【簡略図】
【背景】
近年、ディスプレイから触刺激を受ける研究のひとつとして錯触覚の研究が活発に行われています。特に、タッチパネル方式であるスマートフォンへの触覚提示手法は大きな注目を集めていますが、特殊な機器を必要とする、コスト高となる、などの理由により実用化が進んでいませんでした。
本テーマでは、硬さの不変な物体を握る際に、その握力に応じて変化するCGをユーザに提示することで、物体の硬さが変化したと錯覚する、「視覚誘導性錯触覚」という現象を利用し、モバイル端末操作者が触覚刺激を感じるプロトタイプデバイスを開発しました。必要なハードウェアは側面に取りつけるフィルム状圧力センサのみです。
本技術を用いたユニークなスマートフォンアプリケーションの実用化に意欲がある企業を歓迎いたします。
【技術内容】
1) スマートフォンの側面にフィルム型圧力センサを搭載します。
2) センサ部分の側面を握り、加圧すると、握力に応じて画面上の物体が形状変化するようにします。例えば下図のように、画面上の四角形の幅が狭くなります。
3) 2)の加圧をユーザに何度か繰り返し行わせることで、形状変化の度合いを認識させます。
4) 圧力センサの設定を変更し、これまでと同等の力圧でも形状の変化が異なるようにします。
5) ユーザは画面上の物体の形状変化度合いが異なることで、視覚誘導性錯触覚によりスマートフォンの『硬さ』が変化したように感じます。
【技術・ノウハウの強み(新規性、優位性、有用性)】
従来、スマートフォンといった素材の硬さが不変な物体に対しユーザに柔らかさを提示するためには、圧電アクチュエータなどを使って振動の周波数と振幅を制御する方法や、指先に電気的な刺激を与える方法などがあります。しかしながら、このような手法では、指先の力に対応した刺激をユーザに直接与えることはできません。
また、錯触覚を利用した触覚提示も盛んに研究がされておりますが、マウスなどの他のデバイスを使用する必要があります。

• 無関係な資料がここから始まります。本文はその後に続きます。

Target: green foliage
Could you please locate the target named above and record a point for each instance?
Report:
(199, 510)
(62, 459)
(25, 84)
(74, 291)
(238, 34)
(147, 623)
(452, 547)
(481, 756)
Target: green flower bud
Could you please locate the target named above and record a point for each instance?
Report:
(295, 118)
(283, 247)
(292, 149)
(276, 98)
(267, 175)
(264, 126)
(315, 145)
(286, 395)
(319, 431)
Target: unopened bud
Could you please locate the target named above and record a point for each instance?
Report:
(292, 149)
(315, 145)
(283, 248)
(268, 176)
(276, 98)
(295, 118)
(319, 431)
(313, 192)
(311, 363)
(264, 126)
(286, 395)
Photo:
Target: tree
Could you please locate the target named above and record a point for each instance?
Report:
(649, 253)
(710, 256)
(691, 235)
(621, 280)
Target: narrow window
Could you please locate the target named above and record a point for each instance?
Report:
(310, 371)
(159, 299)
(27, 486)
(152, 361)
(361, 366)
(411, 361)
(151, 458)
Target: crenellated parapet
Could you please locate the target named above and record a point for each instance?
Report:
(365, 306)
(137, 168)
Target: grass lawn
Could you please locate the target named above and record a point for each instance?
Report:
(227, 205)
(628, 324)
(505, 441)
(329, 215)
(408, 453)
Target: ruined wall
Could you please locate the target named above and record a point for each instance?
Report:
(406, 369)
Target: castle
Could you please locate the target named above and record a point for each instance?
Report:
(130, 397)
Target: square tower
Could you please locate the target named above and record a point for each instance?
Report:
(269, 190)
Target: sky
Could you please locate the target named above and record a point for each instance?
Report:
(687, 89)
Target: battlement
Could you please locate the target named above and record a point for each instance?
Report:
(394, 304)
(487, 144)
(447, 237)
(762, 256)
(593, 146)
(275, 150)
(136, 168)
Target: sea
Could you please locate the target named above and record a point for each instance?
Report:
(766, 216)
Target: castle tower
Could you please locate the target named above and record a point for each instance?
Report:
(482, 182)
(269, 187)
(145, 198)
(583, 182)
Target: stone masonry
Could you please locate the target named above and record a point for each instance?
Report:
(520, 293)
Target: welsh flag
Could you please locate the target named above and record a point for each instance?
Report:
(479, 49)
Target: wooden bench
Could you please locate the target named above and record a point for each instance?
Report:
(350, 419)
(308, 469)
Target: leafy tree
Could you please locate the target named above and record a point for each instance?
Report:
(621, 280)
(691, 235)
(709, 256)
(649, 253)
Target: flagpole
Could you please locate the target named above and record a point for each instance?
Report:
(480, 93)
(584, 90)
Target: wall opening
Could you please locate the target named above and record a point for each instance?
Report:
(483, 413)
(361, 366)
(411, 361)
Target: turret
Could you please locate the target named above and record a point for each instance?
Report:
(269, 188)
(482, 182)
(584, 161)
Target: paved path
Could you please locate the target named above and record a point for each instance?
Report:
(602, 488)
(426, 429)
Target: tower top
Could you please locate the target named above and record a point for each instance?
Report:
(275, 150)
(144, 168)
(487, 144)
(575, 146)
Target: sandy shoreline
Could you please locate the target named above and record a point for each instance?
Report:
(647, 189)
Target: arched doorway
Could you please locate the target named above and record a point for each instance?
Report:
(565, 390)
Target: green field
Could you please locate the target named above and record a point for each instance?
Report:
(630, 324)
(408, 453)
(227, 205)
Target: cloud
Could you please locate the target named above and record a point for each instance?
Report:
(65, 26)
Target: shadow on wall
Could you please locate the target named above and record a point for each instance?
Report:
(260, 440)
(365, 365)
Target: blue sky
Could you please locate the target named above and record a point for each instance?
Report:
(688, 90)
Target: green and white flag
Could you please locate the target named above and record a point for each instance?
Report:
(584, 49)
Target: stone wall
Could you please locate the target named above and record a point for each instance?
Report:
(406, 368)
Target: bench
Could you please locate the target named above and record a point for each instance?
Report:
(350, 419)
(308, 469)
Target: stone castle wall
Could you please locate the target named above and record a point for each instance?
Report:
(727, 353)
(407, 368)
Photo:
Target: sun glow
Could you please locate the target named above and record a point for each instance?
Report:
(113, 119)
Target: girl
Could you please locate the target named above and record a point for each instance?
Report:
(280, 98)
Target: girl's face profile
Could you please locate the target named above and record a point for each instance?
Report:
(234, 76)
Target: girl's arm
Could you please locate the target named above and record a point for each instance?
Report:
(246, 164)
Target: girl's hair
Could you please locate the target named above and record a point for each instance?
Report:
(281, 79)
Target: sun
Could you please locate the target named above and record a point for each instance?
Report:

本技術を用いればユーザの力に対応した触覚刺激をスマートフォンとフィルム型圧力センサのみで直接与えることが可能です。
【連携企業のイメージ】
本技術の活用・実用化を希望する企業を歓迎します。
例えば、下記の企業に対してご提案が可能です。
1) スマートフォンを用いたアプリケーションを開発している企業。
2) エンターテイメントやアミューズメント関連の企業。
3) ヘルスケア関連の企業。
4) 他、本技術の実用化を希望する企業。
【技術・ノウハウの活用シーン(イメージ)】
既存のスマートフォンに後付で実装が可能です。
1) スマートフォン向けアプリケーション
画面上の映像の変化を利用した握力トレーニングアプリなどのユニークなアプリケーションの作成が考えられます。
2) エンターテイメントやアミューズメント施設
錯触覚の原理を利用したユニークな遊具や装置の開発が可能です。
3) ECサイトで販売される商品の触覚提示
ユーザに対し、握るという動作での商品の触覚提示といった利用が考えられます。
【技術・ノウハウの活用の流れ】
試作品は既に開発済みです。お問い合わせ後、詳細にご説明させていただきます。
【専門用語の解説】
[視覚誘導性錯触覚(錯触覚)]
触覚と同時に適切な視覚的フィードバックを与えることで発生する、触覚に関する錯覚のことです。